THE Fire Brigades Union has written to the government to demand it rethinks its decision to reject a key Grenfell Tower Inquiry recommendation, on the evacuation of disabled residents of high-rise buildings.
The inquiry recommended that ‘that the owner and manager of every high-rise residential building be required by law to prepare personal emergency evacuation plans (PEEPs)’ for all disabled residents.
But last month the government rejected the recommendation and revealed downgraded plans, which have been roundly criticised including by Grenfell campaigners and disability rights campaigners.
The government had promised to implement the Grenfell Tower Inquiry phase one recommendations ‘in full’, of which this is one.
In a letter to Lord Greenhalgh dated 6 June 2022, Minister of State for Building Safety, Fire and Communities, Matt Wrack, Fire Brigades Union general secretary wrote:
‘The FBU was disappointed with the Westminster government’s decision to downgrade work towards ensuring residents with disabilities are provided with Personal Emergency Evacuation Plans (PEEPs).
‘The government statement claims that implementation would involve significant issues with practicality, proportionality and safety. The FBU argues that resident safety is paramount, so there is a greater safety issue in declining to implement PEEPs.
‘As for proportionality, the Inquiry has found the introduction of PEEPs to be a proportionate strategy, and the FBU agrees.
‘Some reasons given for the refusal seem poorly evidenced, for example stating that if a PEEP advised the purchase of an evacuation chair, there would be an ‘impact on the good relations between disabled residents and non-disabled residents if disproportionate costs were passed on to the latter. Building owners should carry the costs.’
He continued: ‘The government’s decision is a negative, backward step, and the FBU stands with disability campaigners, the Grenfell campaign groups and the LGA in asking you to reconsider.’
15 out of 37 disabled Grenfell Tower residents lost their lives in the fire.
- Meanwhile, an organisation representing fire service bosses has been accused of attempting to block firefighters receiving the pensions they are legally entitled to, via a secret letter.
The letter was circulated in secret by the National Fire Chiefs Council (NFCC), and its existence has only been revealed after it was posted anonymously to the Fire Brigade Union’s head office.

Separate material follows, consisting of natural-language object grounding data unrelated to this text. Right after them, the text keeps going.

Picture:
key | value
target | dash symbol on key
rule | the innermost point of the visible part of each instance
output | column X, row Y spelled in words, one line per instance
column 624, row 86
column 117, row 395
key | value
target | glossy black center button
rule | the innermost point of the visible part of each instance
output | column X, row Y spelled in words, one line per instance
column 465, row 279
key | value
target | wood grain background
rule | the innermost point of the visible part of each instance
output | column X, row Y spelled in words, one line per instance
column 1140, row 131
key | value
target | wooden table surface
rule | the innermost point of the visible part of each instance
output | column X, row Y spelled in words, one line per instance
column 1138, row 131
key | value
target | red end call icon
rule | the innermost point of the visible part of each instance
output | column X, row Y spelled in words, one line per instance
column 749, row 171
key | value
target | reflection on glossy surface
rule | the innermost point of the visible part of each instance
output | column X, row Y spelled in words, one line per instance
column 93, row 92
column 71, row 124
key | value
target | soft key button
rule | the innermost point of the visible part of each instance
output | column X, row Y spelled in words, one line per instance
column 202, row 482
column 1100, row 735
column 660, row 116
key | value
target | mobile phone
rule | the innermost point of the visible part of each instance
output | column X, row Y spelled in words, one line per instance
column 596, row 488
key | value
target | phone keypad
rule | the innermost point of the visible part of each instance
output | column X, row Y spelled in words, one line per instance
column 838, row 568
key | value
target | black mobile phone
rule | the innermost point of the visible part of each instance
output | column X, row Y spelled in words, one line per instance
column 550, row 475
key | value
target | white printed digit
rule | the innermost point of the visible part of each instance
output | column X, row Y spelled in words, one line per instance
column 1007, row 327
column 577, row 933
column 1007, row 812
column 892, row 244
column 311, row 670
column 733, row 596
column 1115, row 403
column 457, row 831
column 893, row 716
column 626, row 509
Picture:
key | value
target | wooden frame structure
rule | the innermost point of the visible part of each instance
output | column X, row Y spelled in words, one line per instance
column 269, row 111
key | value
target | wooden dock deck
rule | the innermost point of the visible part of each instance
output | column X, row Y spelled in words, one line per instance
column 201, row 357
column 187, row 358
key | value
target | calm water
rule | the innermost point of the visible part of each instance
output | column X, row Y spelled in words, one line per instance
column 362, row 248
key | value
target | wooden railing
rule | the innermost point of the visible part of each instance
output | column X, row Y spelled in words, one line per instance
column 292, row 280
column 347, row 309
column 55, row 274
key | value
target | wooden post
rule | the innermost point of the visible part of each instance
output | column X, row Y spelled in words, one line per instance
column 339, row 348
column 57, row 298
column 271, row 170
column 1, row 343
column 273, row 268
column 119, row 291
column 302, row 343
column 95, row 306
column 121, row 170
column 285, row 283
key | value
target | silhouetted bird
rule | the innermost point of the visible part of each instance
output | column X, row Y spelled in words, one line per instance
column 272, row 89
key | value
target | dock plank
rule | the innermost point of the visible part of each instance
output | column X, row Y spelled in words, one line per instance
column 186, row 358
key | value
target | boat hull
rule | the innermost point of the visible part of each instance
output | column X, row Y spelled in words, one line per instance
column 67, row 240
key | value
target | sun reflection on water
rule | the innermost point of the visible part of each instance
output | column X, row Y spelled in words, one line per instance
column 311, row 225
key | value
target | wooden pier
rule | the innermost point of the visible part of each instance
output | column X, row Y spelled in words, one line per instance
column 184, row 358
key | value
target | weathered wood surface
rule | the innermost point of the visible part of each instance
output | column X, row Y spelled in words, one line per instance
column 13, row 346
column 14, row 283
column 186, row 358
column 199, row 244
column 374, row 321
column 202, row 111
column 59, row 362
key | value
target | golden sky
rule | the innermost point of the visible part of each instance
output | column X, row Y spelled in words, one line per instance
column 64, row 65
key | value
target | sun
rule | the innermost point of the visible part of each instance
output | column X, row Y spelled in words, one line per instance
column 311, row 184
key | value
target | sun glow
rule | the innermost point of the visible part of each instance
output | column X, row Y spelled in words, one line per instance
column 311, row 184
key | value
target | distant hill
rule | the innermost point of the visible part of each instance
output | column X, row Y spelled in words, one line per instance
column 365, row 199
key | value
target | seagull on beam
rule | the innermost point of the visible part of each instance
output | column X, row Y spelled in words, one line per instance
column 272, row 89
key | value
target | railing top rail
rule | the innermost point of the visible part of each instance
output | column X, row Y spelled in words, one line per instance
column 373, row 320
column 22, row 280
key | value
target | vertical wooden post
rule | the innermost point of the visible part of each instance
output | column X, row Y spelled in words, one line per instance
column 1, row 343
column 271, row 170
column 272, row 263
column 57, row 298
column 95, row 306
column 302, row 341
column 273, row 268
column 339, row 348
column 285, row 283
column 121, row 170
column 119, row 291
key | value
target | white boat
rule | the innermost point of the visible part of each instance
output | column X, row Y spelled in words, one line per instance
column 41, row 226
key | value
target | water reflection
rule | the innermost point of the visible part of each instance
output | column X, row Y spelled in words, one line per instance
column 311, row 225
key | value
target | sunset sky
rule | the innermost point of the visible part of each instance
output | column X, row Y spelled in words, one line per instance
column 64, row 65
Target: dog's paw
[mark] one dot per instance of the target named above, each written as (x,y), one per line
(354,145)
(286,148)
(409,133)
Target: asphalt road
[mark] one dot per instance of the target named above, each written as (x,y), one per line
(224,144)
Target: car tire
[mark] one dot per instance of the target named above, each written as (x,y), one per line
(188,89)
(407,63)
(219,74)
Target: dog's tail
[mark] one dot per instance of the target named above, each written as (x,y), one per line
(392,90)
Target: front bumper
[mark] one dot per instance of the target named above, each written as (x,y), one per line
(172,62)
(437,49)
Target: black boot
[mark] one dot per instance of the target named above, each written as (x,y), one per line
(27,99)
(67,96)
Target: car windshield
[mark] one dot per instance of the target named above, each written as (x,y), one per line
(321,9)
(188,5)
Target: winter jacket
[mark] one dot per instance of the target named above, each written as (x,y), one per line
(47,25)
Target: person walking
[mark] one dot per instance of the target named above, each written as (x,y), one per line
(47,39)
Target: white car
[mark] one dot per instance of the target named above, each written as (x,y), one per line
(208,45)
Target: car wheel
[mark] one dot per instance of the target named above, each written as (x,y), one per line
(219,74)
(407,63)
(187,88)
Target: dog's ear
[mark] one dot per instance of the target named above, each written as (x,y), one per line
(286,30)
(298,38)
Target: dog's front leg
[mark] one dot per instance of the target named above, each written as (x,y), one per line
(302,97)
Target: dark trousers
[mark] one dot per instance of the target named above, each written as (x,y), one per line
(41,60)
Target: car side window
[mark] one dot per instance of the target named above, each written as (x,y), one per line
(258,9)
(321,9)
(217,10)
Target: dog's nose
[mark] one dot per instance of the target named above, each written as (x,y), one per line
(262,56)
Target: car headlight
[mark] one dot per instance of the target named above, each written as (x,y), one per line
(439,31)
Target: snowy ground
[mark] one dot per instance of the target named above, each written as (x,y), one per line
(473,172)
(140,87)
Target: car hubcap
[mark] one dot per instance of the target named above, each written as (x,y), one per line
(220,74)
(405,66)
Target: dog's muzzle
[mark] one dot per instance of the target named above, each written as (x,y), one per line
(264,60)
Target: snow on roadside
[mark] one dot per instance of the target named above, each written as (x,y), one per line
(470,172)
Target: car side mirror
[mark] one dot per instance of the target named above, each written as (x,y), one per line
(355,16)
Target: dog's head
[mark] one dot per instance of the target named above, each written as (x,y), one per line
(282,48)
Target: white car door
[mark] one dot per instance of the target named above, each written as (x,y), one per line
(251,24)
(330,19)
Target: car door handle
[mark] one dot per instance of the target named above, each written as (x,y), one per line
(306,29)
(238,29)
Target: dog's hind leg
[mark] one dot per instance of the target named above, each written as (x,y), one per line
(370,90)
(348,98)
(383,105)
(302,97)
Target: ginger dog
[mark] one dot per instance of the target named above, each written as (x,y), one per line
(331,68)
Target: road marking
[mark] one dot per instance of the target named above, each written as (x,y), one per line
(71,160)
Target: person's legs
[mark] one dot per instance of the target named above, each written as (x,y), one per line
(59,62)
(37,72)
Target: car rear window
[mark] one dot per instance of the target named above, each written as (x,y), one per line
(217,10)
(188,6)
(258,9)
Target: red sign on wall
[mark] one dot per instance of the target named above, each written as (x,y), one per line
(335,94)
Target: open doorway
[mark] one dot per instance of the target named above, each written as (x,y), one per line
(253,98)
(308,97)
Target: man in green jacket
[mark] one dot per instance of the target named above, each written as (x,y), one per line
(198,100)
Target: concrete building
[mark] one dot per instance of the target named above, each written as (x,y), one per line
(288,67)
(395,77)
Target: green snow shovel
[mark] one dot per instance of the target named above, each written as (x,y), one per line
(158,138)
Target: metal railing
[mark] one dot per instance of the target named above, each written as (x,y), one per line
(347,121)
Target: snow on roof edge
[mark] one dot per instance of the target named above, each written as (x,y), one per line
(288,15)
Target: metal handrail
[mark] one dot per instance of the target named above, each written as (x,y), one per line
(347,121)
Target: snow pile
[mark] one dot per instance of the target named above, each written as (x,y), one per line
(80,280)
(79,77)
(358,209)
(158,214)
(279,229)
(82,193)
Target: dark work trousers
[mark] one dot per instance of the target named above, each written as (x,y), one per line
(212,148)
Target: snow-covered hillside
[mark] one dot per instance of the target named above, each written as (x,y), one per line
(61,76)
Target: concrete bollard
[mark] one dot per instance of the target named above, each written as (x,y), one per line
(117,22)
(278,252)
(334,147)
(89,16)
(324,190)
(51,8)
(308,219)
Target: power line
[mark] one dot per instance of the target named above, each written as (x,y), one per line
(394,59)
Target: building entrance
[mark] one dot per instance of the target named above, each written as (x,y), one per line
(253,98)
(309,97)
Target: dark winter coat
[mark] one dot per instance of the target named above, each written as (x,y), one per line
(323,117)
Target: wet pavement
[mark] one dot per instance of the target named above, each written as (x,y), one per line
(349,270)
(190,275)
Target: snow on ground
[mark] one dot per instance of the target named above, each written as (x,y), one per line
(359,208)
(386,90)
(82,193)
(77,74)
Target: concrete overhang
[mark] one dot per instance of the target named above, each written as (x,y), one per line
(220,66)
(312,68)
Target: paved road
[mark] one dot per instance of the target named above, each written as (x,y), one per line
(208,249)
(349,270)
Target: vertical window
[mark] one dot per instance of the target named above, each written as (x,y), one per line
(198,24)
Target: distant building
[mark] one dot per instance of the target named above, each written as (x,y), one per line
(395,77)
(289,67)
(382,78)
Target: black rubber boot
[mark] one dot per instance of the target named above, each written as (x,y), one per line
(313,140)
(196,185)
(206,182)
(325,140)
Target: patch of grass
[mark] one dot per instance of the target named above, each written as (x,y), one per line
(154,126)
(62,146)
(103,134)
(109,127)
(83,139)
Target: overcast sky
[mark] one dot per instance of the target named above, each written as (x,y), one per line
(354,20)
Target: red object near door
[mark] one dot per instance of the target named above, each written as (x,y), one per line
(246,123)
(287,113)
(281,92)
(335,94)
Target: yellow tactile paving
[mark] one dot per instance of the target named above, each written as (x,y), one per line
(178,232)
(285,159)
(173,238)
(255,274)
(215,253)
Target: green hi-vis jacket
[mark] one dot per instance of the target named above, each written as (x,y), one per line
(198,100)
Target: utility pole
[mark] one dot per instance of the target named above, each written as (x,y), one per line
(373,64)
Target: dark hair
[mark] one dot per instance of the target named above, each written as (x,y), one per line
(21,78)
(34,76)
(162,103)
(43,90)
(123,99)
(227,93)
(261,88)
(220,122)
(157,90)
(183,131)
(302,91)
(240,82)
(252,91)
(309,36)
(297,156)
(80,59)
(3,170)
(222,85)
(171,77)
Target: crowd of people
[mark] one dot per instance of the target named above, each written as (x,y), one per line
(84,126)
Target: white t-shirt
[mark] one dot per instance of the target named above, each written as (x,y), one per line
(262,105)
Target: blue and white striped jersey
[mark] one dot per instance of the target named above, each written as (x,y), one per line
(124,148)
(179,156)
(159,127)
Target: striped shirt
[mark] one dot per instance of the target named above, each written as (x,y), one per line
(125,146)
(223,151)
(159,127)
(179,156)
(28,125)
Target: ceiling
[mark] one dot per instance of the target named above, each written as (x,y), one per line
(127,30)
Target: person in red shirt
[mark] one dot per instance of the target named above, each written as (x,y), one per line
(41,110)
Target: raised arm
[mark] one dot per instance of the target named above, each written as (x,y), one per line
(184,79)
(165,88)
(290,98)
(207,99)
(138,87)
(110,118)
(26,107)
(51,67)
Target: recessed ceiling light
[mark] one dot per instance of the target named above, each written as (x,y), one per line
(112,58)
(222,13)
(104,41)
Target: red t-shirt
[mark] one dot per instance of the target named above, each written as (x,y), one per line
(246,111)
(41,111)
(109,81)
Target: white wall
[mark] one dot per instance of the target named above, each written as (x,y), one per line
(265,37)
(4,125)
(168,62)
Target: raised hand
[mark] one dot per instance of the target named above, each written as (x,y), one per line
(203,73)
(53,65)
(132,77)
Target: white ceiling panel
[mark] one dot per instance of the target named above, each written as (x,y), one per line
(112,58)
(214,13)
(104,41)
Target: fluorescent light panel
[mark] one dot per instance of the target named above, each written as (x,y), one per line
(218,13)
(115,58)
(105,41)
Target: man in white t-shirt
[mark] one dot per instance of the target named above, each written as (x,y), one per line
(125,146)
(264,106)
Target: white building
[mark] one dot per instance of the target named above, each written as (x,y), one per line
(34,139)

The firefighters affected are those not receiving their full pension benefits.
‘The FBU through the courts won a legal challenge on whether the government’s transitional protection arrangements to their pensions were discriminatory.
‘The courts’ decision was that their full pension entitlement should be paid. The government has stated that they are not prepared to do this until October 2023, which has left many retired firefighters facing financial hardship.
As a consequence of the secret letter the union is now planning to go to court on behalf of every member who continues to be denied their full pension.
Mark Rowe, Fire Brigades Union national officer, commented: ‘Chief fire officers need to look after their people. It beggars belief that – in the middle of a cost of living crisis – the NFCC is proactively seeking to keep retired firefighters’ pensions down via a letter they don’t have the integrity or courage to make public.
‘This letter makes an already difficult situation even worse.
‘It places another barrier in the way of firefighters receiving the pensions they deserve.
‘It’s disgraceful that currently retired firefighters, some of whom have retired on grounds of ill-health, are less likely to receive the pensions they are legally entitled to.
‘It’s an outcome that badly lets down retired and current firefighters and the FBU will do everything in its power to protect our members’ pensions.’
In a circular to all of its members the union said: ‘As a consequence of the spiteful, unprofessional and amateurish interference of the NFCC … the Fire Brigades Union will now register through the courts immediate detriment claims for every FBU member who is being denied their full pension.’